In this case, a=1a = 1, b=βˆ’12b = -12, and c=27c = 27. Plugging these values into the quadratic formula gives us:

x=βˆ’(βˆ’12)Β±(βˆ’12)2βˆ’4(1)(27)2(1)x = \frac{-(-12) \pm \sqrt{(-12)^2 - 4(1)(27)}}{2(1)}

Simplifying the expression gives us:

x=12Β±144βˆ’1082x = \frac{12 \pm \sqrt{144 - 108}}{2}

x=12Β±362x = \frac{12 \pm \sqrt{36}}{2}

x=12Β±62x = \frac{12 \pm 6}{2}

This gives us two possible solutions for x:

x=12+62=9x = \frac{12 + 6}{2} = 9

x=12βˆ’62=3x = \frac{12 - 6}{2} = 3

Q: Can we use substitution to solve the equation?

A: Yes, we can use substitution to solve the equation. We can let y=3xy = 3^x and rewrite the equation as:

y2βˆ’12y+27=0y^2 - 12y + 27 = 0

This is a quadratic equation in y, which can be factored as:

(yβˆ’3)2=0(y - 3)^2 = 0

Solving for y gives us:

yβˆ’3=0y - 3 = 0

y=3y = 3

Substituting back y=3xy = 3^x gives us:

3x=33^x = 3

Taking the logarithm base 3 of both sides gives us:

x=1x = 1

Q: What if I get a different solution using a different method?

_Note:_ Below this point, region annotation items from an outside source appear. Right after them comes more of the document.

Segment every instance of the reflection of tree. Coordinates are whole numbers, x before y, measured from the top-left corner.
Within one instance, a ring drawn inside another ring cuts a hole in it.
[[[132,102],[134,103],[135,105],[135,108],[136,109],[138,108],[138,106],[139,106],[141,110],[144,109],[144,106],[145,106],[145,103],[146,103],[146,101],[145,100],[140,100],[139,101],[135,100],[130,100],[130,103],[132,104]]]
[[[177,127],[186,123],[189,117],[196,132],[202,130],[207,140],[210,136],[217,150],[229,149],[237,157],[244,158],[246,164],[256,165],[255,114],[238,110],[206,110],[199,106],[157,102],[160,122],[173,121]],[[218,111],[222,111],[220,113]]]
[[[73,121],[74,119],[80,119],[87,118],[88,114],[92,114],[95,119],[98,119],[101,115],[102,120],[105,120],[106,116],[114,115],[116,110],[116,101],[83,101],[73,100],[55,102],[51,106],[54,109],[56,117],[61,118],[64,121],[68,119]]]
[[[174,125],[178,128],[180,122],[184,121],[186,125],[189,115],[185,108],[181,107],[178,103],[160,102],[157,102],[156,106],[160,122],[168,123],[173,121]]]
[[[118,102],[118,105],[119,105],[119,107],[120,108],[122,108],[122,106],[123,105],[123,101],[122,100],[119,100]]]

A: If you get a different solution using a different method, it's possible that the solution is not valid. In this case, you should recheck your work and make sure that you have not made any mistakes. If you are still unsure, you can try using a different method to solve the equation.

Q: Can I use this method to solve other equations?

A: Yes, you can use this method to solve other equations that involve exponential terms. However, you should make sure that the equation can be written in the form of a perfect square trinomial before using factoring. If the equation cannot be written in this form, you may need to use a different method to solve it.

Conclusion

In this article, we have provided a Q&A guide to help you better understand the solution to the equation 32xβˆ’12Γ—3x+27=03^{2x} - 12 \times 3^x + 27 = 0. We have demonstrated how to use factoring, the quadratic formula, and substitution to find the solution for x, and addressed any questions you may have. We hope this article has been helpful in clarifying any confusion you may have had.

Additional Resources

For more information on solving quadratic equations, including those with exponential terms, we recommend the following resources:

We hope this article has provided a helpful guide to solving the equation 32xβˆ’12Γ—3x+27=03^{2x} - 12 \times 3^x + 27 = 0. If you have any questions or need further clarification, please don't hesitate to ask.